For various reasons, I've started re-reading Wuthering Heights. The first time I read it, I found myself focusing on Heathcliff's situation, though in retrospect that may have been because his dominates the latter half of it. I'm currently about halfway through it, and have come to realize that my initial impression of the flawed nature of Heathcliff's love might owe more to Catherine and her perception of it.
The true realization is this: Catherine's love is not a mature love. It is, in fact, a child's perception of love. This is not to say that it is good or bad, nor pure or calculating - perhaps more on that later. All I mean is that she envisions and conceives of love in the same way that younger people do. She says that "Whatever souls are made of, [Heathcliff's] and mine are the same," (81) - the sort of oneness which people experiencing love for the first time seek, not realizing that such closeness is ultimately confining and destructive. She displays a child-like assumption of primacy: "I thought, though everybody hated and despised each other, they could not avoid loving me" (122), and, in an interesting touch by Bronte, the form her ghost takes is not that of her at the end of her life, but her as a child, begging to be let back into the home where she lived with Heathcliff.

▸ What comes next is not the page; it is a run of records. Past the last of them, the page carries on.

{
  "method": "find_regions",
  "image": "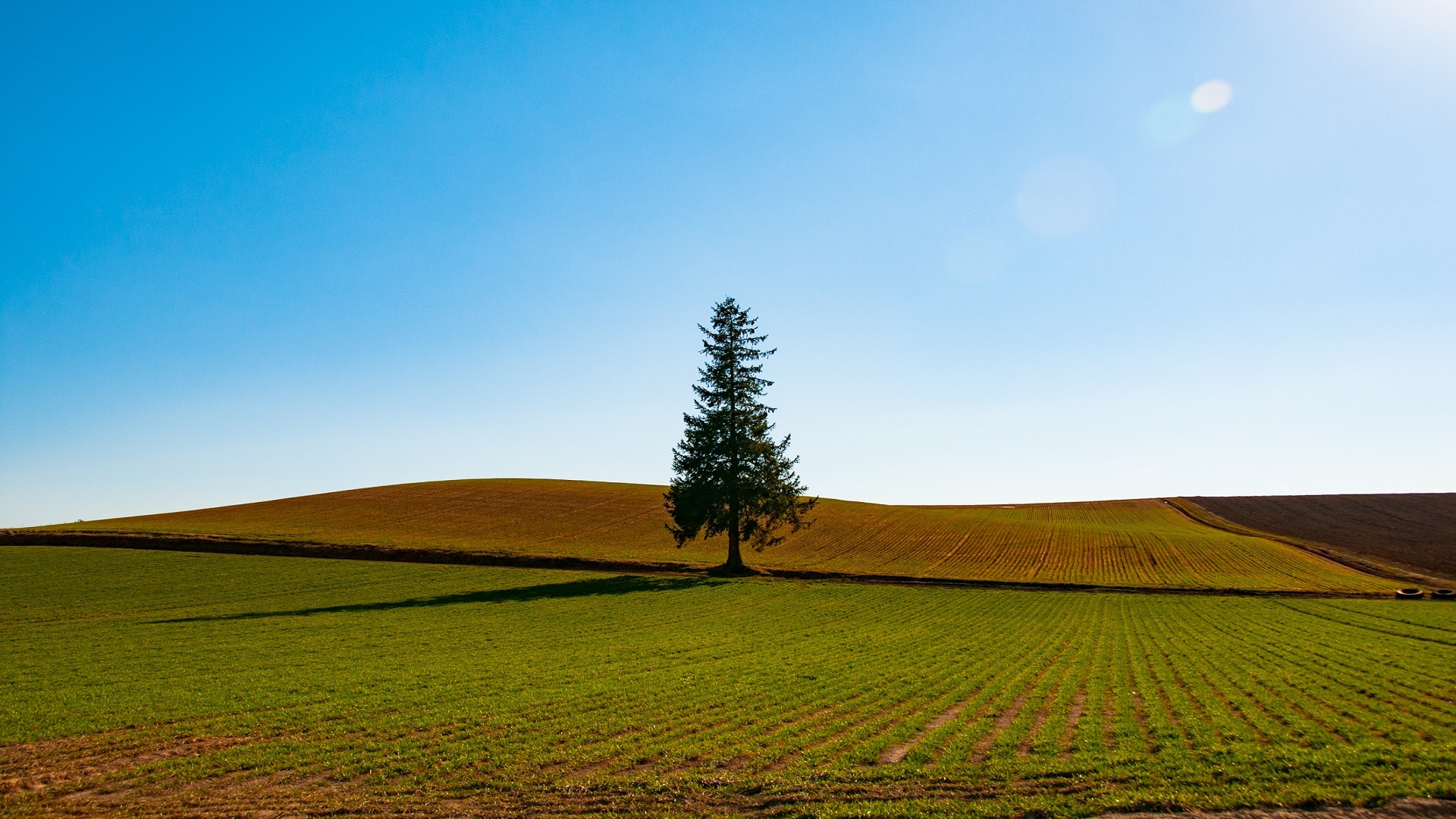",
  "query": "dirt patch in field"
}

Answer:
[1179,493,1456,579]
[1102,799,1456,819]
[0,733,252,792]
[880,689,980,765]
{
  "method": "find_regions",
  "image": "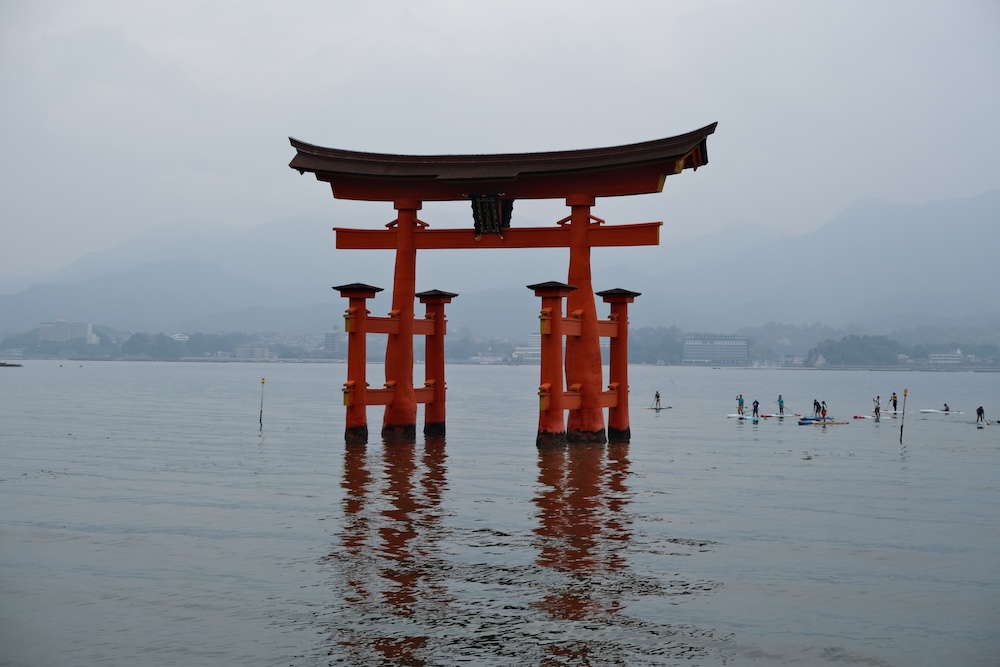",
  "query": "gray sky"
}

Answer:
[0,0,1000,278]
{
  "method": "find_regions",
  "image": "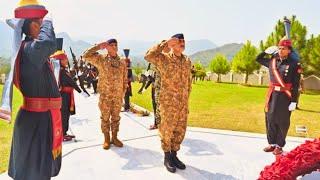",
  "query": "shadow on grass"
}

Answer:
[297,108,320,113]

It is childlike to love in this manner because it's how you perceive love before dealing with failed relationships; it's the way you love before reality forces you to deal with people who don't love you, who fall out of love with you, before people tell you they've fallen out of love with you. Perhaps, then, this form of love is truer, is better, is more real. It's certainly simpler, and perhaps less satisfying in some ways, but moreso in others.
This being said, my enjoyment of Wuthering Heights is no less than it was the first time around. For while the love shared by Catherine and Heathcliff may or may not not be desirable, it is true. Would that we could all say such a thing.